Midwest Visitors & Spring Seed Shortage
I'm Lacy Gray with Washington Ag Today.
The USDA has predicted that grain export shipments, particularly corn, will double in 2014. TEMCO grain export terminal in Tacoma, which normally ships out on average 200 to 250 million bushels of grain a year, recently played host to a group of ag producers from the Midwest who were here in the state touring export terminals that ship ag commodities to Pacific Rim countries. Terry Johnson, manager of the TEMCO terminal, told the visiting group that there is plenty of corn coming through this year compared to last year, when the terminal was actually shut down for a while.
JOHNSON: Five to six months we did nothing, and we didn't even have a ship call at the birth.

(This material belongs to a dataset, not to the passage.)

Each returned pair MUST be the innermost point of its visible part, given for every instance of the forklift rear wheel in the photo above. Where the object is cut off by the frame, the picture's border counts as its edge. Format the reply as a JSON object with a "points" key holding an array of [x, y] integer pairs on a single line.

So, it's good to have vessels, and it's good to have grain to move - even if it's not the best logistics year with the railroad. At least we're loading grain and we're trying to keep the doors open.
Those logistic problems Johnson mentioned have been due to increased energy shipments of coal and oil by rail into the Pacific Northwest. Johnson also told the visiting group that grain shipped from Washington ports has an advantage over those shipments that have to go through the Panama Canal by cutting travel times and cost.
At the recent Washington Grain Commission's meeting wheat growers in the south central region of the state reported a lack of needed moisture since last fall, which has resulted in a greater amount of winter damage and higher than normal reseeding. Also reported was a shortage of available spring seed for areas like the Horse Heaven Hills that begin seeding earlier than most. This is due in part to the reluctance of some elevators in later growing regions to release seed before they're confidant they will have enough for local growers.
That's Washington Ag Today.
I'm Lacy Gray on the Ag Information Network.